Before making her purchase, Song played with a display unit of a Droid in the Verizon store and said it was heavier than she thought it would be. On the other hand, the Droid's touch screen "is better than the iPhone," she said after a few minutes of use.

Song said she wished Droid would operate over a GSM network so she could use it internationally.

Steve Kearns, a software engineer from Boston, said he bought a Droid partly to learn about Android 2.0, the Droid's operating system, and potentially to design an application for the device, even one that might someday be sold in the Android Market online software store.

"I'm really interested in the open development platform," he said. The only downside of buying a Droid, Kearns said, will be that he already has a rich store of songs on iTunes, and he won't be able to easily sync them to his Droid.
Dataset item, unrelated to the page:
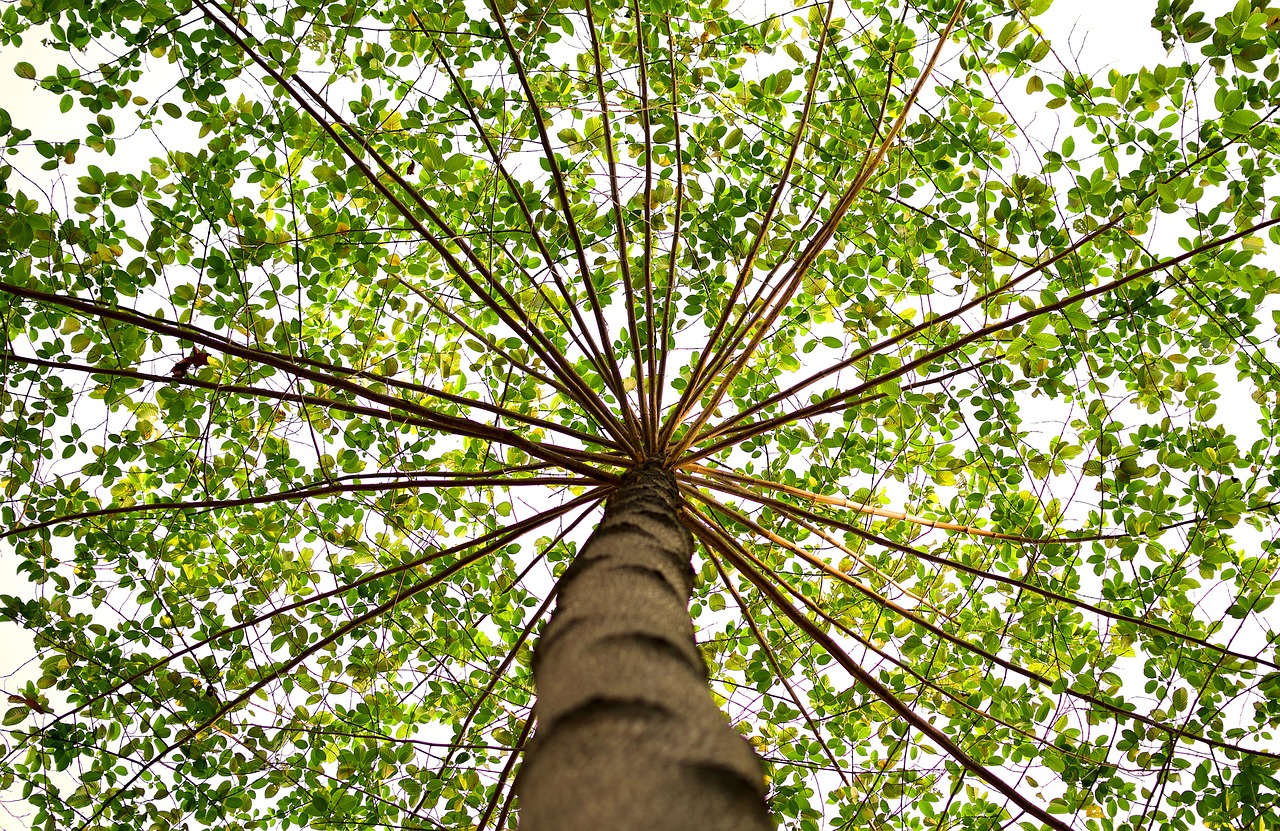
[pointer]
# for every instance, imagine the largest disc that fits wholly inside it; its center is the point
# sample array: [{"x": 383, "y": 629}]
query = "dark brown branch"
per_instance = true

Songs for Droids are available via Amazon.com, but Kearns said he's not interested in that approach.

The Droid also has a faster processor and will provide better Web browsing than his previous phone, an LG VX1000, Kearns added. "Web browsing is pretty bad" on his LG device, he noted.

Seth Drasner, an accountant, said he was getting a Droid to replace his LG Voyager phone. He said he liked the fact that the Droid has a faster processor and a "good" real-time browser. He said he doesn't expect to do many work-related tasks with his Droid, noting that he prefers to use a PC for work.